The Deep South. Sumptuous and decadent. Cities like Charleston and Savannah are so lovely to look at they look like candied pecans set in a cream box with a lavender bow. And the food... Maybe you’ve heard the expression from your crazy Peloton instructor that “food is fuel, not therapy.” They’ve never heard that here. Food is a celebration in the South and it should be dripping with grease or gravy and served in very large portions along with a cocktail.
We toured both Charleston and Savannah and attempted to draw comparisons, though really none are needed. Both cities are charming beyond belief and feature architectural jewels that make me think of my favorite cities in Europe. Charleston may have the edge in terms of pomposity. When you tour the neighborhoods known as South of Broad (populated by “SOBs” according to those just to the North) you are in more of a museum than a set of streets and homes. It’s extraordinary. The cars on the street are all Porsches, Range Rovers and BMWs. I assume they keep the Bentley’s and McLarens in the garages for safety.
Savannah, while nearly as beautiful, especially with their famed 22 squares, is clearly a bit more proletarian in comparison. In Savannah we heard this adage: “In Atlanta, they ask you what you do. In Macon, they ask you what church you belong to. In Charleston, they ask you your mother’s maiden name. And in Savannah, they ask you what you’re drinking.”
It should come as no surprise which one I felt most at home in. In fact, after a day of exploring the city, including with some “walktails” (there is no open container law in Savannah, and why would there be?) we found ourselves in a classic dive called Pinkie Masters where my bartender Luke was refilling my Manhattans from a pitcher as the afternoon distilled into evening. At last, a civilized country.
Speaking of bourbon, we camped south of Savannah out on Skidaway Island. During prohibition, Skidaway was a favorite spot for bootleggers and their illegal stills. You can still see the remnants of one such operation, including whisky barrels with axe blade holes in them from a police raid. They kept operating illegal stills on the island until the early 1960s when they put a bridge out to the island.

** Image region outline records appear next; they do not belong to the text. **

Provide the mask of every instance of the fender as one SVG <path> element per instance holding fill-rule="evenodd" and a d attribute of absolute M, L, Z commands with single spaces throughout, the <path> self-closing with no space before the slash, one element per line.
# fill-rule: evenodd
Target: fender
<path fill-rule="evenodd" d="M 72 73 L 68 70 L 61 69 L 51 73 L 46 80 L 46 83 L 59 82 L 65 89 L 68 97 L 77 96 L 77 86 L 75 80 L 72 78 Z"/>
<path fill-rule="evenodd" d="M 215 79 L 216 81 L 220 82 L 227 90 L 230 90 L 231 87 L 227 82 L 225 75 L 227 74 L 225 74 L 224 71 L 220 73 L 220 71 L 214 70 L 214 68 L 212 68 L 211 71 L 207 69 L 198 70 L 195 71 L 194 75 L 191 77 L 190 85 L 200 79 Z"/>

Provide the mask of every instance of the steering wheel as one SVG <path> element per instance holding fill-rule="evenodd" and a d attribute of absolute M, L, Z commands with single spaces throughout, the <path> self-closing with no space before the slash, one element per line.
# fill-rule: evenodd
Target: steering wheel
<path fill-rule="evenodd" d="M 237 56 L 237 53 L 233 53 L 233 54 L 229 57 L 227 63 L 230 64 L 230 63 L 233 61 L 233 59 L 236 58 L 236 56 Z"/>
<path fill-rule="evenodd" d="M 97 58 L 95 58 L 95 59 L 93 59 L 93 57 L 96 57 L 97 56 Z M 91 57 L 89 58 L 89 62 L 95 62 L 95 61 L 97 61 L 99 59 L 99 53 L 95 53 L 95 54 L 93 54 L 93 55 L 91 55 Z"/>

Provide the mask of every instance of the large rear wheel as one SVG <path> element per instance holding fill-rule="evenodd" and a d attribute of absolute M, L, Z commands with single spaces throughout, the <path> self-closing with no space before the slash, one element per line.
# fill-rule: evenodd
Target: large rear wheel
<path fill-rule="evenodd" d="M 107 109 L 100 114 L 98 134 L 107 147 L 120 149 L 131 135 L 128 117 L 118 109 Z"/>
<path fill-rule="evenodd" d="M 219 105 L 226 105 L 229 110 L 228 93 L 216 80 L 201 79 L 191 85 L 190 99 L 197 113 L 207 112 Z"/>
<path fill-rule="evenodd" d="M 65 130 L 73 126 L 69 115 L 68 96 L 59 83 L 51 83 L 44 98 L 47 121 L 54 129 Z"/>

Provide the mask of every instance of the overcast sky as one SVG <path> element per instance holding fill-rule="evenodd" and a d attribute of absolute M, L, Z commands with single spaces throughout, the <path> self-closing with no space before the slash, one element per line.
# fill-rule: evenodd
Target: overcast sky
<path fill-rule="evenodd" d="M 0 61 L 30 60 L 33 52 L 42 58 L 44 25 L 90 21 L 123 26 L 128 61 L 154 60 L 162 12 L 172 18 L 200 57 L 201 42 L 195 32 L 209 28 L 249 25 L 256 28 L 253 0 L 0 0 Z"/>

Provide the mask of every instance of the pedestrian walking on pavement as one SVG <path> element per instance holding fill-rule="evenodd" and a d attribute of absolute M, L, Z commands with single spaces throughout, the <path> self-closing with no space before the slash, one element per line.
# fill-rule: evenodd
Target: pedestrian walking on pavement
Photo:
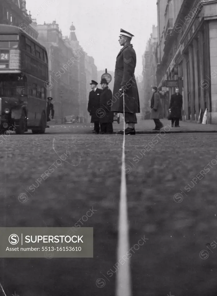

The deep south is as soaked with civil war history as it is with bourbon. Everything here was shaped by slavery and the war. It was in Charleston’s harbor that the lightly defended Fort Sumter went from being an American fort to a Union fort to a Confederate fort in the space of a few hours and the war was on. During my runs on Skidaway island, I passed the earthen works (mounded bunkers) constructed to protect Savannah’s harbor from Union attack by Robert E. Lee, before he went on to lead the Army of Northern Virginia. The fact that Savannah’s architectural treasures are still standing is a small miracle given that it was the end point of Sherman’s “hard war” March to the Sea in 1864. Atlanta’s marvels were reduced to charred rubble along with much else in an 80-mile-wide and 300-mile-long swath as he looked to crush the South’s ability and will to fight on. Why was Savannah spared? Speculation runs from the coldly strategic (his army had to winter there and it seemed silly to burn their own homes down) to the hotly libidinous (Sherman’s mistress was a local beauty). Whatever the reason, the wealthy cotton merchant mansions forged on the anvil of the slave economy were preserved. An hour or so north, Beaufort SC, another absolute gem of antebellum scenery, was spared for a different reason. It was the only place on the coastline the Union managed to retake and hold during the war after a daring amphibious raid. Virtually every mansion and church was turned into a Union hospital to treat the wounded in what the world would later come to understand was the first modern war. The toll on soldiers’ bodies caused by advanced weaponry like the Gatling Gun when paired with archaic battle tactics, better suited to swords or misfiring muskets, “form a line and march forward lads” was beyond devastating. This was something European Generals had still failed to grasp some 50 years later when World War I began, which wiped out an entire generation of young men on that continent as it had here.
Hollywood loves the Deep South and these cities. Many notable movies have filmed here including The Big Chill, The Great Santini, The Prince of Tides, Glory, Midnight in the Garden of Good and Evil, Cold Mountain and one of our all-time favorites Forrest Gump. If you haven’t yet, I recommend you see Beaufort, Charleston, and Savannah. Learn the history. Take the tours. Eat the food.
And that’s all I have to say about that.